教室内にはクリスマスのイルミネーションが施され、クラスメートや他校生・・高校生ですらない人も混じっていたが、
ケーキやシャンパン(以外のお酒も混じっているが)をたくさん用意して・・・
それは、クリスマスパーティーだった。・・ここでの、クリスマスだった。

「・・・何かよ、お前がクリスマスは冬休みだとか言って落ち込んでたの思い出してさ、だったら教室でケーキ
食べようかって言ってみたらみんな面白がっちゃって・・・騒がし過ぎたか?」
「ううん・・・・ありがとう、横島君・・・・本当にありがとう・・・。

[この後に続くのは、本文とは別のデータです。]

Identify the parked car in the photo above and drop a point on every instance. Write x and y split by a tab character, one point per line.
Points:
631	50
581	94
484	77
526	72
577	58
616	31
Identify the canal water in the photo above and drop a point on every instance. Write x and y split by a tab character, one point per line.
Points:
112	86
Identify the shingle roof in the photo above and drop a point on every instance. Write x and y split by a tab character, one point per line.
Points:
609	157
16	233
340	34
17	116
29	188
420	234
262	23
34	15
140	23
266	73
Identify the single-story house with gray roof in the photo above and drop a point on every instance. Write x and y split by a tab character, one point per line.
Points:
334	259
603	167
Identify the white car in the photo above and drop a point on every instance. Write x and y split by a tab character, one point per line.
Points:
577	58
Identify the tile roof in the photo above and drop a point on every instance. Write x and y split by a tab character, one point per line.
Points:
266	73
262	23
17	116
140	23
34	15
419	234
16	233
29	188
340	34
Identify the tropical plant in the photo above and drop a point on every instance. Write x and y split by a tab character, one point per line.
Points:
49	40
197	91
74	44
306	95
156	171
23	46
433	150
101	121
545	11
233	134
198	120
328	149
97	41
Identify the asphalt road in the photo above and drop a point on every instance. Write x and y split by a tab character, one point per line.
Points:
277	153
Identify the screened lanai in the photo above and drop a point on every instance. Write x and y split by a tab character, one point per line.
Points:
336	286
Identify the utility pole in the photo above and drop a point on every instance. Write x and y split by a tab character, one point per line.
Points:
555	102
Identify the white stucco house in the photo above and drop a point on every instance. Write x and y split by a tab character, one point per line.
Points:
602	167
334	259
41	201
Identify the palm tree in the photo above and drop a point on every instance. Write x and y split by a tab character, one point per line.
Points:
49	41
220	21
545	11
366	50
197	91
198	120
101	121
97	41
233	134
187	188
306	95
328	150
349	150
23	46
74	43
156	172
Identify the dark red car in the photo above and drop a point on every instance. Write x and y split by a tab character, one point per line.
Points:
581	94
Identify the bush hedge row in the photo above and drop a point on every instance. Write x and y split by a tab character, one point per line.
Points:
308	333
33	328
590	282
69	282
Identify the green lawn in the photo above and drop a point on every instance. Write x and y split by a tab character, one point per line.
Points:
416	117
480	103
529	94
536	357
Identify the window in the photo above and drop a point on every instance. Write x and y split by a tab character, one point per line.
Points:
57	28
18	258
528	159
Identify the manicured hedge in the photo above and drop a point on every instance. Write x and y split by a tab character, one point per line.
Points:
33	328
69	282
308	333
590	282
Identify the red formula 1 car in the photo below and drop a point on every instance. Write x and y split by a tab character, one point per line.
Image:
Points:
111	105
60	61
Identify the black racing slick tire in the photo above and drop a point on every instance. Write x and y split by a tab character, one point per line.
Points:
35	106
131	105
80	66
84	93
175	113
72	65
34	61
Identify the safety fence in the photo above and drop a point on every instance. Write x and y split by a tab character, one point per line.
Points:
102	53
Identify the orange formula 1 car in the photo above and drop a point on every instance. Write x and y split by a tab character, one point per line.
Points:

」

自然に胸が熱くなり、涙が溢れるのを感じた。愛子はそのまま泣き出しそうになるのを堪えながら、
その思いを言葉に代えた。





「――――これこそ、“青春”だわ!!」

<FIN>
――――――――――――――――――――――――――――――――――――――――――――――
私なりにクリスマスらしい話を、って事でトライしてみました。・・元々今日は「B&B!!」のみを送る予定でしたが、
今回のそれがあまりにもクリスマス離れな内容(今日の雰囲気にドブを塗る勢いで)だったもので自己フォローの
つもりで朝ダッシュで構想し、書いてみたものです。
こっちでクリスマスらしさを感じていただけたら幸いです。で、「B&B!!」の方で黒くなる・・と。逆でも良いですね。